As the Waxahachie Daily Light mentioned in an editorial on March 14, former Ellis County Judge Chad Adams initiated the move to provide evening county meetings over a decade ago because daytime working residents felt it was too difficult to get time off work otherwise.
The four largest cities in Ellis County — Ennis, Midlothian, Red Oak and Waxahachie — hold evening City Council meetings to provide the public the opportunity to be involved, but members of our current Commissioners' Court have decided that public involvement in county business is unnecessary.
The third obvious failure at providing government transparency is the slow process in which Commissioners' Court meeting minutes are posted to the county's website. At the time of this writing, the last meeting minutes posted are from January 28. Three meetings have been held since.
During a December 10, 2012 meeting, the county's IT Director requested the Commissioners' Court approve spending $4,000 to upgrade the county's website that would include additional functionality. The motion passed unanimously. However, Ellis County is not using current functionality to keep the public informed as has been done in the past. What was the point of spending more money on a service that the county is not currently utilizing to its full potential?

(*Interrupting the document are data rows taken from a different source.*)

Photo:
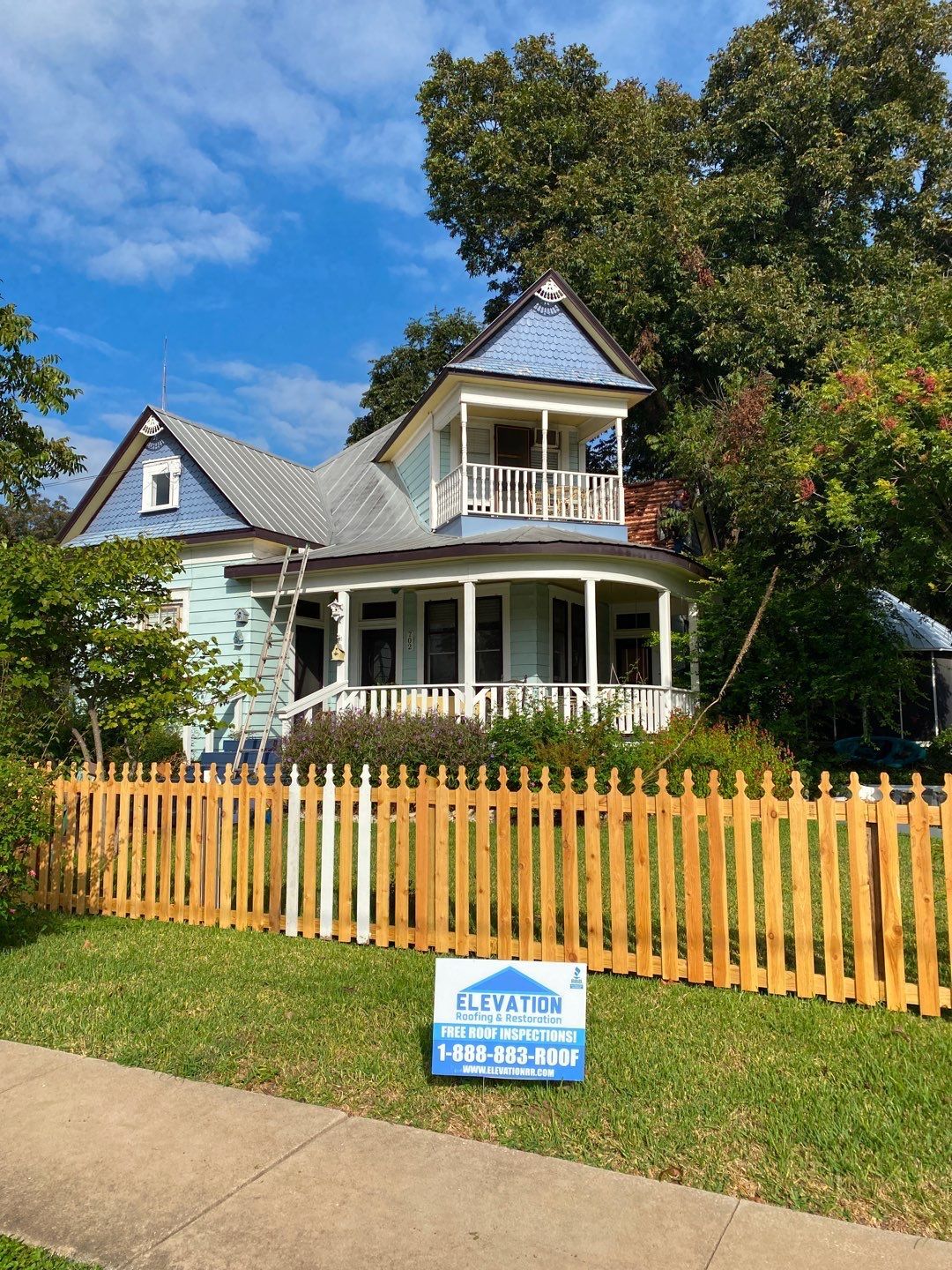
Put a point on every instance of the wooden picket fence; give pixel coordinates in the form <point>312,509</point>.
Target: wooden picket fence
<point>818,897</point>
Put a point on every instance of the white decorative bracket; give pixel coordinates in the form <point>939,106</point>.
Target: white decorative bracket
<point>550,294</point>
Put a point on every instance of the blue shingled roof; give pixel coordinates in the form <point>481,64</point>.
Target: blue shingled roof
<point>542,342</point>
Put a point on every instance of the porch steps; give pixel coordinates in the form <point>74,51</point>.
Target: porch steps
<point>250,753</point>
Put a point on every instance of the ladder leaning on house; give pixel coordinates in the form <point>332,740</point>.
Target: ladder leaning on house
<point>282,592</point>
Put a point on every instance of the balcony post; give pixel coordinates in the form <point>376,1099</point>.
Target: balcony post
<point>469,648</point>
<point>619,467</point>
<point>545,465</point>
<point>692,644</point>
<point>464,460</point>
<point>591,644</point>
<point>664,648</point>
<point>435,473</point>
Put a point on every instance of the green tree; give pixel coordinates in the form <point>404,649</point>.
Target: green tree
<point>28,456</point>
<point>40,519</point>
<point>80,630</point>
<point>405,372</point>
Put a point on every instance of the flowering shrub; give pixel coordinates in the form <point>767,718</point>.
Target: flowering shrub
<point>357,738</point>
<point>541,738</point>
<point>726,748</point>
<point>536,738</point>
<point>25,811</point>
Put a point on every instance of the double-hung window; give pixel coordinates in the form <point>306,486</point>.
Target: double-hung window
<point>160,484</point>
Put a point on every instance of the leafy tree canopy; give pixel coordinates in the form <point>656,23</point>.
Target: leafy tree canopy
<point>40,519</point>
<point>772,251</point>
<point>28,456</point>
<point>81,626</point>
<point>405,372</point>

Finally, I recently requested audio recordings of the February 11 and March 11 Commissioners' Court meetings. The County Clerk told me "The quality is terrible with a capital T" and "It's way past time to get a new recorder."
The problem with audio recordings is not new. Not to rehash a past controversial topic, but when residents asked for an audio recording following the December 12, 2011 Commissioners' Court vote to change the deed restrictions on the old Superconducting Super Collider property, the public was told the audio recorder was broken and no audio was available.
My complaint is not with the County Clerk. She has been extremely helpful and accommodating to me. However, Ellis County needs a new recorder immediately. Not only will a new recorder provide greater transparency, it will also increase the productivity of our County Clerk as she writes the minutes following Commissioners' Court meetings.
One of our founding fathers, James Madison, wrote in 1822, "A popular Government without popular information, or the means of acquiring it, is but a Prologue to a Farce or a Tragedy; or perhaps both. Knowledge will forever govern ignorance: And a people who mean to be their own Governors, must arm themselves with the power which knowledge gives."